[lttng-dev] Using lttng-ust with xenomai

Norbert Lange nolange79 at gmail.com
Fri Nov 22 14:57:57 EST 2019


Am Fr., 22. Nov. 2019 um 20:00 Uhr schrieb Mathieu Desnoyers
<mathieu.desnoyers at efficios.com>:
>
> ----- On Nov 22, 2019, at 12:44 PM, Norbert Lange nolange79 at gmail.com wrote:
>
> > Am Fr., 22. Nov. 2019 um 16:52 Uhr schrieb Jan Kiszka <jan.kiszka at siemens.com>:
> >>
> >> On 22.11.19 16:42, Mathieu Desnoyers wrote:
>
> [...]
>
> >
> >
> >> >
> >> > That's indeed a good point. I suspect membarrier may not send any IPI
> >> > to Xenomai threads (that would have to be confirmed). I suspect the
> >> > latency introduced by this IPI would be unwanted.
> >>
> >> Is an "IPI" a POSIX signal here? Or are real IPI that delivers an
> >> interrupt to Linux on another CPU? The latter would still be possible,
> >> but it would be delayed until all Xenomai threads on that core eventual
> >> took a break (which should happen a couple of times per second under
> >> normal conditions - 100% RT load is an illegal application state).
> >
> > Not POSIX, some inter-thread interrupts. point is the syscall waits
> > for the set of
> > registered *running* Linux threads.
>
> Just a small clarification: the PRIVATE membarrier command does not *wait*
> for other threads, but it rather ensures that all other running threads
> have had IPIs that issue memory barriers before it returns.
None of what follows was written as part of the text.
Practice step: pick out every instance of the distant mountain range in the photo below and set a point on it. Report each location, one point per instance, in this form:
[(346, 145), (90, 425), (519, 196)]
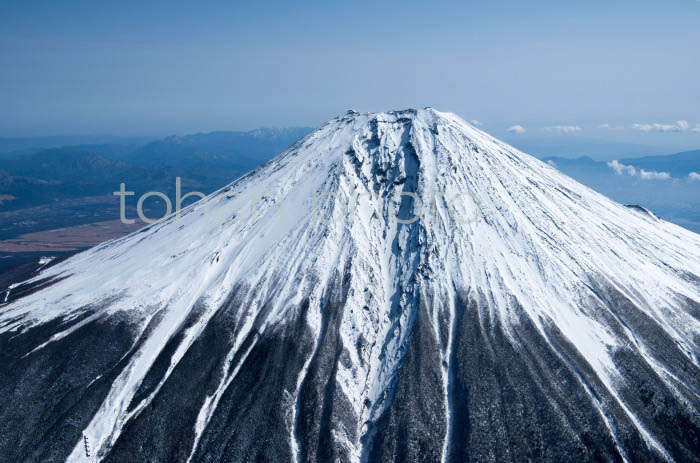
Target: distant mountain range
[(41, 171), (667, 187), (205, 161)]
Ok, normal linux IRQs have to wait till Xenomai gives the cores back,
hence the waiting.

>
> >> >
> >> > Another thing to make sure is to have a glibc and Linux kernel which perform
> >> > clock_gettime() as vDSO for the monotonic clock, because you don't want a
> >> > system call there. If that does not work for you, you can alternatively
> >> > implement your own lttng-ust and lttng-modules clock plugin .so/.ko to override
> >> > the clock used by lttng, and for instance use TSC directly. See for instance
> >> > the lttng-ust(3) LTTNG_UST_CLOCK_PLUGIN environment variable.
> >>
> >> clock_gettime & Co for a Xenomai application is syscall-free as well.
> >
> > Yes, and that gave me a deadlock already, if a library us not compiled
> > for Xenomai,
> > it will either use the syscall (and you detect that immediatly) or it
> > will work most of the time,
> > and lock up once in a while if a Linux thread took the "writer lock"
> > of the VDSO structures
> > and your high priority xenomai thread is busy waiting infinitely.
> >
> > Only sane approach would be to use either the xenomai function directly,
> > or recreate the function (rdtsc + interpolation on x86).
> > Either compiling/patching lttng for Cobalt (which I really would not
> > want to do) or using a
> > clock plugin.
> > If the later is supposed to be minimal, then that would mean I would
> > have to get the
> > interpolation factors cobalt uses (without bringing in libcobalt).
> >
> > Btw. the Xenomai and Linux monotonic clocks arent synchronised at all
> > AFAIK, so timestamps will
> > be different to the rest of Linux.
> > On my last plattform I did some tracing using internal stamp and
> > regulary wrote a
> > block with internal and external timestamps so those could be
> > converted "offline".
> > Anything similar with lttng or tools handling the traces?
>
> Can a Xenomai thread issue clock_gettime(CLOCK_MONOTONIC) ?

Yes it can, if the calls goes through the VDSO, then it mostly works.
And once in a while deadlocks the system if a Xenomai thread waits for a
spinlock that the Linux kernel owns and doesnt give back as said thread will
not let the Linux Kernel run (as described above).

>
> AFAIK we don't have tooling to do what you describe out of the box,
> but it could probably be implemented as a babeltrace 2 filter plugin.

There are alot ways to do that, I hoped for some standardized way.